Alvarez also said that, rather than the Kafkaesque structure currently in place, in which parents cannot find the appropriate people to help address concerns, “There needs to be a clear line of communications to solve problems,” she urged.
Public school teacher Joey Davis said that, in his view, mayoral control had devolved into a business structure. “Mayor (Michael) Bloomberg has turned the schools into a corporation,” Davis contended.
While, Davis said, parents and teachers have been trying to respond to student needs, “They are continually undermined by the mayor and the chancellor. I don’t know what the answer is, but I know it’s not mayoral control.”
In particular, Davis complained about tens of millions of dollars spent on consultants rather than going into the classroom or being used for teacher training. In one case, he recalled, a consultant had come into the school he worked in and, rather than tackling anything substantive, had redone the bulletin boards.
Parents were equally critical. David Quintana, who has two children in the public schools, called mayoral control “a dismal failure.” Specifically, Quintana said that, “Many major decisions have been made with absolutely no input from parents or the public.”

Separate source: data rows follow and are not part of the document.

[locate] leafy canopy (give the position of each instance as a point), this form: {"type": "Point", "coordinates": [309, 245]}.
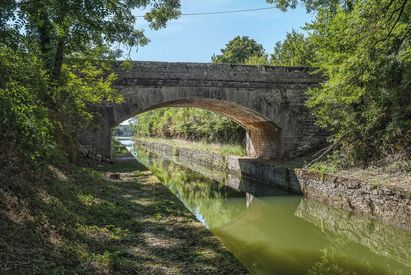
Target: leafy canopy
{"type": "Point", "coordinates": [365, 55]}
{"type": "Point", "coordinates": [239, 50]}
{"type": "Point", "coordinates": [53, 65]}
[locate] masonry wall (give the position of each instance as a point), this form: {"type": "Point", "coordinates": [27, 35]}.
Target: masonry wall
{"type": "Point", "coordinates": [269, 102]}
{"type": "Point", "coordinates": [389, 204]}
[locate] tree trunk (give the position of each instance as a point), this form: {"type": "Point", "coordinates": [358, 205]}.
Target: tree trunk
{"type": "Point", "coordinates": [58, 62]}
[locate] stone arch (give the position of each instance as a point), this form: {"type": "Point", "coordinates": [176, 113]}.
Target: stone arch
{"type": "Point", "coordinates": [262, 136]}
{"type": "Point", "coordinates": [268, 101]}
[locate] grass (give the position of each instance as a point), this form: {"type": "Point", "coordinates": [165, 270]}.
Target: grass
{"type": "Point", "coordinates": [79, 220]}
{"type": "Point", "coordinates": [222, 149]}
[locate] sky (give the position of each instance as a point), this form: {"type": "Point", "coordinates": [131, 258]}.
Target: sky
{"type": "Point", "coordinates": [197, 38]}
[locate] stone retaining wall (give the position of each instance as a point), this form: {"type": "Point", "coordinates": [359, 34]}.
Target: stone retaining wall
{"type": "Point", "coordinates": [386, 203]}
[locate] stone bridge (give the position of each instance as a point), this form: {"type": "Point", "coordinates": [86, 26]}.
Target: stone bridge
{"type": "Point", "coordinates": [269, 102]}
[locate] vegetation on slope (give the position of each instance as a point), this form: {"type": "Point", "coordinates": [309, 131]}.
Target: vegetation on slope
{"type": "Point", "coordinates": [191, 124]}
{"type": "Point", "coordinates": [44, 98]}
{"type": "Point", "coordinates": [123, 221]}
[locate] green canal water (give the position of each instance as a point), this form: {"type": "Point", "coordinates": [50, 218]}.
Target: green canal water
{"type": "Point", "coordinates": [282, 233]}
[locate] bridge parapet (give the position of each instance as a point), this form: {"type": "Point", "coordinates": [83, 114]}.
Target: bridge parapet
{"type": "Point", "coordinates": [269, 102]}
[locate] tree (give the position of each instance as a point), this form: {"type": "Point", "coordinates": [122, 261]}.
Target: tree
{"type": "Point", "coordinates": [365, 102]}
{"type": "Point", "coordinates": [61, 27]}
{"type": "Point", "coordinates": [68, 42]}
{"type": "Point", "coordinates": [312, 5]}
{"type": "Point", "coordinates": [239, 50]}
{"type": "Point", "coordinates": [295, 50]}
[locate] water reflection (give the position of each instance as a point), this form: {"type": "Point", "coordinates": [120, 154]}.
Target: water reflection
{"type": "Point", "coordinates": [283, 234]}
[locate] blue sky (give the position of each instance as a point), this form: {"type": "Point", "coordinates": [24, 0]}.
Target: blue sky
{"type": "Point", "coordinates": [197, 38]}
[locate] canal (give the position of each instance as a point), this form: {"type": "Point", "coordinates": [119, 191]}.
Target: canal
{"type": "Point", "coordinates": [282, 233]}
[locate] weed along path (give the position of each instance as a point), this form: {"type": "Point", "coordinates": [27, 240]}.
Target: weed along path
{"type": "Point", "coordinates": [169, 239]}
{"type": "Point", "coordinates": [117, 220]}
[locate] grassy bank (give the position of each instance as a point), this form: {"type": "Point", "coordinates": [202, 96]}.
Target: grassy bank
{"type": "Point", "coordinates": [222, 149]}
{"type": "Point", "coordinates": [117, 220]}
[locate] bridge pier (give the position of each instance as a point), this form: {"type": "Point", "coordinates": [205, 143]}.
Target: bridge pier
{"type": "Point", "coordinates": [262, 143]}
{"type": "Point", "coordinates": [268, 101]}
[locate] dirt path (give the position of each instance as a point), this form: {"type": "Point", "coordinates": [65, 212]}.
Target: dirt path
{"type": "Point", "coordinates": [120, 220]}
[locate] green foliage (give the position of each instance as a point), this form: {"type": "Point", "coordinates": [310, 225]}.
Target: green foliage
{"type": "Point", "coordinates": [312, 5]}
{"type": "Point", "coordinates": [50, 75]}
{"type": "Point", "coordinates": [24, 123]}
{"type": "Point", "coordinates": [295, 50]}
{"type": "Point", "coordinates": [190, 124]}
{"type": "Point", "coordinates": [365, 55]}
{"type": "Point", "coordinates": [239, 50]}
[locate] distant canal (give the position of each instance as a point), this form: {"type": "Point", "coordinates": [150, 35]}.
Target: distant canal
{"type": "Point", "coordinates": [282, 233]}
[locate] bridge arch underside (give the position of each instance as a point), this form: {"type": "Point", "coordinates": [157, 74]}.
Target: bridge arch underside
{"type": "Point", "coordinates": [262, 140]}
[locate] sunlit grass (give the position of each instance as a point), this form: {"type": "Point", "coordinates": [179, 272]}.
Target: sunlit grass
{"type": "Point", "coordinates": [222, 149]}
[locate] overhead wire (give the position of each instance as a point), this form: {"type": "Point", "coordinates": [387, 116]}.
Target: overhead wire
{"type": "Point", "coordinates": [222, 12]}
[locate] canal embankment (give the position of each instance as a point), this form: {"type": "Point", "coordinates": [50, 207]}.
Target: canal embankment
{"type": "Point", "coordinates": [118, 219]}
{"type": "Point", "coordinates": [390, 204]}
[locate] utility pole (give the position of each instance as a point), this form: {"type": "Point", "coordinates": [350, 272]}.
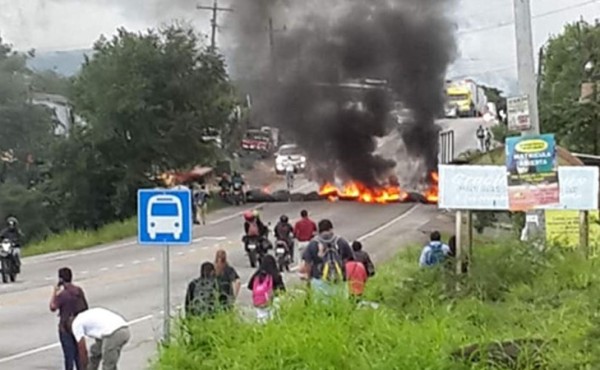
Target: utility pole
{"type": "Point", "coordinates": [528, 86]}
{"type": "Point", "coordinates": [272, 32]}
{"type": "Point", "coordinates": [525, 62]}
{"type": "Point", "coordinates": [213, 21]}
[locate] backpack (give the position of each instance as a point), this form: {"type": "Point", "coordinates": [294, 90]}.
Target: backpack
{"type": "Point", "coordinates": [332, 269]}
{"type": "Point", "coordinates": [253, 229]}
{"type": "Point", "coordinates": [205, 297]}
{"type": "Point", "coordinates": [436, 255]}
{"type": "Point", "coordinates": [262, 290]}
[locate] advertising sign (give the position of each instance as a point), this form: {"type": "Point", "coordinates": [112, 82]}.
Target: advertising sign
{"type": "Point", "coordinates": [562, 228]}
{"type": "Point", "coordinates": [485, 188]}
{"type": "Point", "coordinates": [532, 172]}
{"type": "Point", "coordinates": [518, 113]}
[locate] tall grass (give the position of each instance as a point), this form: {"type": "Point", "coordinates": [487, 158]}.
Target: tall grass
{"type": "Point", "coordinates": [513, 292]}
{"type": "Point", "coordinates": [81, 239]}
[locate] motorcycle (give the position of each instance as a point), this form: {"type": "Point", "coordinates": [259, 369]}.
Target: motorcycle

In addition, he called for a sea change in both offerings and discipline, through the “Reinstitution of the arts, music, physical education, student governments and the teaching of basic American civics,” as well as, “The elimination of the NYPD presence in the schools, which I feel creates a prison-like atmosphere.
“I feel that we should put educators back into Tweed Courthouse,” Quintana added. The image of Bloomberg as “the education mayor,” he contended, is “pure propaganda.”
Karen Phillip, whose daughter attends Philippa Schuyler Intermediate School in Fort Greene, said that the Department of Education (DOE) had decided to site a charter school inside the school without consultation with either parents or the district’s Community Education Council.
“One of the major problems we are having is accountability,” Phillip stressed. “We are going and asking questions of everyone and not getting any answers.
“Here is a school that works, students are moving on to bigger and better things, and the only thing that Joel Klein and Bloomberg can do for us is put a charter school in there,” Phillip went on, pointing out that the school had a waiting list of 300 students each year.
“The mayor should not be involved, and the parents are no longer involved because he has pulled that from under us,” Phillip noted.
Tammie Brunson, whose son attends school in District 13, said that the system was failing her child. “To me, District 13 is like a roulette wheel,” she said. “You can get some good things out of it and you can get some bad things out of it.
“We need restructuring tremendously,” Brunson went on, “because the children are losing out. Is the system working? No. As a parent, do I feel my needs are being met? No. Do I have a voice? This is the first time I have a voice.”
Irene Varon, who has been active in School District 22 for many years, said that, in her view, the system could not return to what it had been, but nonetheless needed to be revamped to incorporate things that are currently missing.
“Fair is not equal,” Varon stressed. “You have to have balance. We don’t have balance now.”